GÜNCEL EGE YEREL YÖNETİMLER EKONOMİ POLİTİKA SPOR RÖPORTAJLAR YAZAR CAFE FOTO GALERİ VİDEO GALERİ
Tayfun MARO
YAZARLAR
23 Mart 2011 Çarşamba

Trajedi bitti, facia verelim...

İnsanlığın en büyük trajedisi henüz yazılmadı. Bu yüzyıl, yitik vicdanlarımızın ateşe attığı hayatlarımızın büyük trajedisinin yazılacağı yüzyıldır. “Trajedi bitti” diyenler yanılıyor.
 
Dersane parasını ödeyemeyen annesi hapis cezası alınca intihar eden öğrencinin dramı, insanlığa bir şey anlatıyor olmalıydı. Sıradan bir vaka gibi unutuldu gitti, bu olay.  Yavrusunu besleyemediği için intihar eden anne ha keza…
 
Açlıktan neredeyse kemikleri derisinden fırlamış, iri kara gözleriyle fotoğraf karesinden bakan Afrikalı çocukların fotoğraflarına sanat eseri muamelesi yapan insanlık aleminin vicdanı, bu fotoğraflarla teselli oluyor…

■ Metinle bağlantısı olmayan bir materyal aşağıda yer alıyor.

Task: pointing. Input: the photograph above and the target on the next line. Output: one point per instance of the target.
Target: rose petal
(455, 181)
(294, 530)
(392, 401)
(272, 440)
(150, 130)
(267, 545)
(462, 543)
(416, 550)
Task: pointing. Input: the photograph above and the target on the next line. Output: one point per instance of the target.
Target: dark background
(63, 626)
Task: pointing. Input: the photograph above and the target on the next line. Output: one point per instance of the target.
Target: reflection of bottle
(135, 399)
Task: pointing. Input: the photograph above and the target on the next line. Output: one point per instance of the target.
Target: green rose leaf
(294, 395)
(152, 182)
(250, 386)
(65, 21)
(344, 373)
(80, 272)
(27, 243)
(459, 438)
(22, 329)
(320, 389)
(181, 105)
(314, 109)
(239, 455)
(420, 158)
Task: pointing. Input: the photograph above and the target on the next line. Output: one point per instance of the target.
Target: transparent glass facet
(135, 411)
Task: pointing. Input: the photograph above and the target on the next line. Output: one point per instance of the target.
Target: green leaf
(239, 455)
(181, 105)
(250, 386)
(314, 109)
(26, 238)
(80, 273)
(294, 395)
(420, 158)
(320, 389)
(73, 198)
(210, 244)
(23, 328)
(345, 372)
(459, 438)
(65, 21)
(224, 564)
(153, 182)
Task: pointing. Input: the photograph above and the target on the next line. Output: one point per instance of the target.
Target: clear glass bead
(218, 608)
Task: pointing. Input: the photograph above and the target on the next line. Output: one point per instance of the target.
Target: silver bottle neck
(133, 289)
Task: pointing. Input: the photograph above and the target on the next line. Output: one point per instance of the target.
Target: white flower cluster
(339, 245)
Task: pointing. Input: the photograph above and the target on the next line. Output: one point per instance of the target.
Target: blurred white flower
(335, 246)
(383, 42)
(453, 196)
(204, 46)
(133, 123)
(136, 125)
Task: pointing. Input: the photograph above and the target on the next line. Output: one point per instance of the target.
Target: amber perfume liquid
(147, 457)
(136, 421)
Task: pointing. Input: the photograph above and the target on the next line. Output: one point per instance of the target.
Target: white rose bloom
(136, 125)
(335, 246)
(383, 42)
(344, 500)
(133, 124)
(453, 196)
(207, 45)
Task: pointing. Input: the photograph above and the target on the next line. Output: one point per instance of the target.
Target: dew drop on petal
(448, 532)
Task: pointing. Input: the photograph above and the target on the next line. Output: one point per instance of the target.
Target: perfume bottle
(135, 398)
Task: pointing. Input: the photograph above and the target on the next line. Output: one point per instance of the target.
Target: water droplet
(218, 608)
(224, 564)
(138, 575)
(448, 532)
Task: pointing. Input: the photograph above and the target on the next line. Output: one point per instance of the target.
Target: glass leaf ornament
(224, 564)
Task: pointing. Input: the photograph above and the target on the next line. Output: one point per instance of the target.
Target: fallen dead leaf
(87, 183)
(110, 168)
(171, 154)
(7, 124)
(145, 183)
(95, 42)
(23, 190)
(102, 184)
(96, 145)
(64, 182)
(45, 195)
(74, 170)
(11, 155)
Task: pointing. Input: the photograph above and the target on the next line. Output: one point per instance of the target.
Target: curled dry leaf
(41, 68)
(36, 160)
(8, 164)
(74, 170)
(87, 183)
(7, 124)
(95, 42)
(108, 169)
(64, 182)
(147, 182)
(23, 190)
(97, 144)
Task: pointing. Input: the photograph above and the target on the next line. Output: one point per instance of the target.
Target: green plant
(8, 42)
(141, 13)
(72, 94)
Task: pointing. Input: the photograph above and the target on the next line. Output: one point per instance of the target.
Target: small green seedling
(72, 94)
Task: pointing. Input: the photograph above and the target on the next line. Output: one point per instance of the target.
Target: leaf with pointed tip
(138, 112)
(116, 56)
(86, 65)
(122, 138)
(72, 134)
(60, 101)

Çocuklar aç! Gel gör ki, acıkan çocuğun karnını doyuracak insan kalmamış…
 
Komşumuz Irak ABD tarafından işgal edildiğinde, ABD’ni yeni komşu olarak benimsemeyi ahlaki bir sorun olarak görmedik. Yanı başımızda öldürülen komşularımız için kılımız kıpırdamadı.
Afganistan’da her türlü insan hakları ihlali yaşanırken de sesimiz çıkmıyor.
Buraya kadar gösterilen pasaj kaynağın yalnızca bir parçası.